Abstract 5234: TGFbeta-conditioned K-NK cells are able to counter immune suppression in the tumor micro-environment

Abstract

Abstract Recent advances have enabled the use of autologous K-NK cells to treat patients suffering from hematological malignancies. When aiming to treat patients suffering from solid tumors however, the suppressive effects of the tumor microenvironment (TME) and the involvement of other immune cells need to be considered to make a cell therapeutic potentially more effective.
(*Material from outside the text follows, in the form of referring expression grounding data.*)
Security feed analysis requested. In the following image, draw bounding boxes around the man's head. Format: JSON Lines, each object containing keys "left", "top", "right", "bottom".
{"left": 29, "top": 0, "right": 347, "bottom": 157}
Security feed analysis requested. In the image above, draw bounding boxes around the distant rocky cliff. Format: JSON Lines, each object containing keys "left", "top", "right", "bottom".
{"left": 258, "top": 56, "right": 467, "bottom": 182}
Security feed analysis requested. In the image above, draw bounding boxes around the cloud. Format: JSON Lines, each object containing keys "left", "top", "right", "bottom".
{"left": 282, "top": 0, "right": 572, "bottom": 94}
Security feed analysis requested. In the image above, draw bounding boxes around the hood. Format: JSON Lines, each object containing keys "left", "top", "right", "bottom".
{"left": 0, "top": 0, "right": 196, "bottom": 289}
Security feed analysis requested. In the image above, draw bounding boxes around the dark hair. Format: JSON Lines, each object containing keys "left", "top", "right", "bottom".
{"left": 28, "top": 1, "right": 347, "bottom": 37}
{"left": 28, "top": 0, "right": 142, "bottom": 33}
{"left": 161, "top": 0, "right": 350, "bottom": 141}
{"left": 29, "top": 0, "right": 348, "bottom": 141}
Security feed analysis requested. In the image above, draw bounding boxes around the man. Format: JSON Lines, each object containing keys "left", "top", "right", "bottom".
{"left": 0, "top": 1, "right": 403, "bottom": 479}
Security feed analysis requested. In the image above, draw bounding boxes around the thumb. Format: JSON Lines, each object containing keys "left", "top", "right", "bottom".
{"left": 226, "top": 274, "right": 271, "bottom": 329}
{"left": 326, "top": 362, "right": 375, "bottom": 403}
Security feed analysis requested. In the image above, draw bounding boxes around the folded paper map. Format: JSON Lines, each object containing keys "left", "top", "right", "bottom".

TGFβ-conditioning (TGFβ-c), the co-culture of K-NK cells with low-dose TGFβ while undergoing cytokine-mediated expansion, imbues these cells with unique qualities suitable to mitigate immuno-suppressive effects of the TME, making them more efficacious toward solid tumors. The exposure to TGFβ during expansion results in significant downregulation of SMAD3, rendering these cells insensitive to TGFβ-mediated down-regulation of NK cell receptors. TGFβ-c K-NK cells display enhanced in vitro cytotoxicity towards 2D, 3D cultured cell lines as well as against organoid models derived of various indications. These cells infiltrate into patient-derived tumor organoids at higher frequency and have increased IFNγ secretion upon target-specific activation. The effect of the higher IFNγ output on a complementary anti-tumor immune subset was investigated in complex immune cell cultures and was indeed shown to enhance DC maturation. In vivo studies revealed prolonged persistence of TGFβ-c K-NK cells in mice while retaining both altered gene-expression and functional hallmarks for up to 28 days, indicating that the conditioning results in a stable phenotype. In summary, TGFβ-c K-NKs are a platform with enhanced potency to transition cell therapy from treating hematological to solid tumor malignancies. Citation Format: Andre Kunert, Anna Oja, Ieva Cesonyte, Katarzyna Franciszkiewicz, Sukhvinder Sidhu, Hardik Jetani, Giulio Bocconcelli, Robert Igarashi, Valeria R. Fantin. TGFbeta-conditioned K-NK cells are able to counter immune suppression in the tumor micro-environment [abstract]. In: Proceedings of the American Association for Cancer Research Annual Meeting 2024; Part 1 (Regular Abstracts); 2024 Apr 5-10; San Diego, CA. Philadelphia (PA): AACR; Cancer Res 2024;84(6_Suppl):Abstract nr 5234.